The dendrogram show us what our groups look like for a given threshold. Plot them in these different groups where groups are distinguishable by color.

Note 1: The plots below are of the data after the mid campaign gap.

Note 2: Again, the plotted colors do not necessarily correspond to the ones in the dendrogram.

In [188]:
# plotting
numcols = 5
fig, ax = plt.subplots(nrows=150/numcols, ncols=numcols, figsize=(30,80))
colors = ['g', 'r', 'c', 'm', 'y', 'k', 'b', 'orange', 'grey', 'pink']

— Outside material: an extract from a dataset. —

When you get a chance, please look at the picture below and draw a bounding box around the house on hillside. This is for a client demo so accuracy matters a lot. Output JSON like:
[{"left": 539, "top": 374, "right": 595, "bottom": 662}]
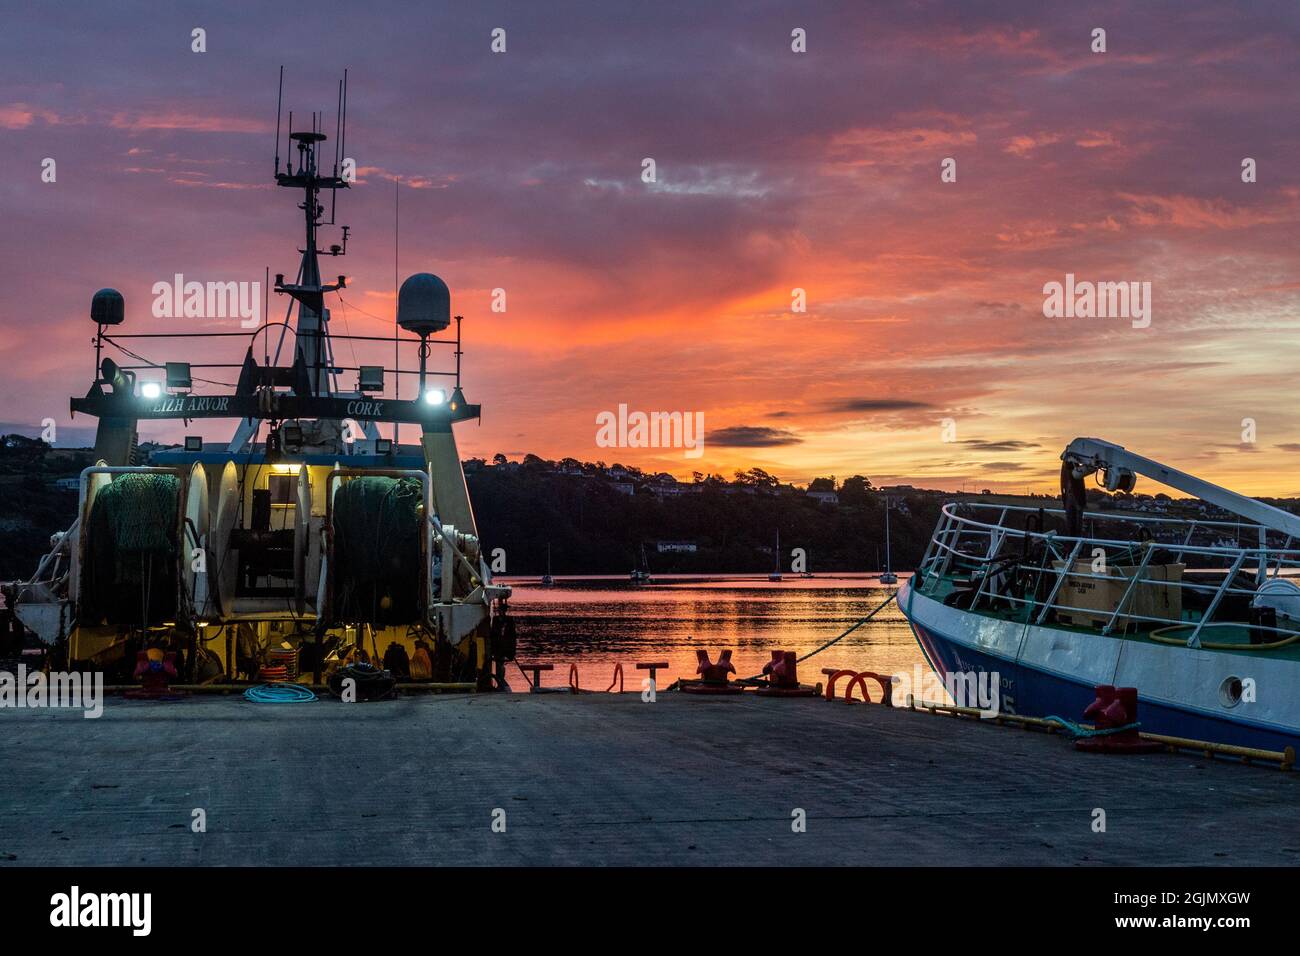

for i, index in enumerate(dend['leaves']):
    cad = sff_df['cad post'][index]
    flux = sff_df['flux post'][index]
    c = colors[(clusters[index]-1)%len(colors)]
    
    #  plotting
    ax[i//numcols, i%numcols].plot(cad, flux, marker='.', ls =' ', c=c, label=clusters[index])
    ax[i//numcols, i%numcols].set_title(epic_ids[index])
    ax[i//numcols, i%numcols].set_ylim(np.mean(flux)-3*np.std(flux), np.mean(flux)+3*np.std(flux))

plt.tight_layout()

This is better, but would still need improvement if we wanted to efficiently pick out the different shapes and correct for them.